Mellas Soufiane, Bouchikhi Ahmed Amine, Tazi Mohamed-Fadl, Khallouk Abdelhak, Elammari Jallal-Eddin, El Fassi Mohamed-Jamal, Mellas Naoufal, Farih Moulay Hassan
Department of Urology, Hassan II University Hospital of Fez, Fez 30020, Morocco ; Department of Anatomy, Faculty of Medicine of Fez, Fez, Morocco.
Case Rep Urol. 2012;2012:862493. doi: 10.1155/2012/862493. Epub 2012 Nov 19.
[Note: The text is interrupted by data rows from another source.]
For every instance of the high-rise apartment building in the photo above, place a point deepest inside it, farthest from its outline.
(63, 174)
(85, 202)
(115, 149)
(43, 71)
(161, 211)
Undifferentiated pleomorphic sarcoma is known as a soft tissue sarcoma. Very few cases of this tumor originating from the renal parenchyma or renal capsule have been reported. We report a case of a 70-year-old patient admitted for enormous ureterohydronephrosis and pyelonephritis due to a pelvic ureter lithiasis. After draining by ureteral double J catheter, a nephroureterectomy was performed for nonfunctional kidney confirmed by scintigraphy. The histopathological study shows a pleomorphic undifferentiated sarcoma. The patient was sent to oncologists. Chemotherapy was proposed but the family decided to stop the treatment. The patient passed away 10 months later. Clinicians and pathologists should be aware of the very low occurrence of this renal tumor, which is extremely rare. Currently there is no consensus about its management. Our case extends the literature concerning this tumor.
未分化多形性肉瘤是一种软组织肉瘤。起源于肾实质或肾包膜的这种肿瘤病例报道极少。我们报告一例70岁患者,因盆腔输尿管结石导致巨大输尿管积水和肾盂肾炎入院。经输尿管双J管引流后,对经闪烁扫描证实无功能的肾脏进行了肾输尿管切除术。组织病理学研究显示为多形性未分化肉瘤。该患者被转至肿瘤学家处。建议进行化疗,但家属决定停止治疗。患者10个月后去世。临床医生和病理学家应意识到这种肾肿瘤的发生率极低,极为罕见。目前对于其治疗尚无共识。我们的病例扩展了关于这种肿瘤的文献。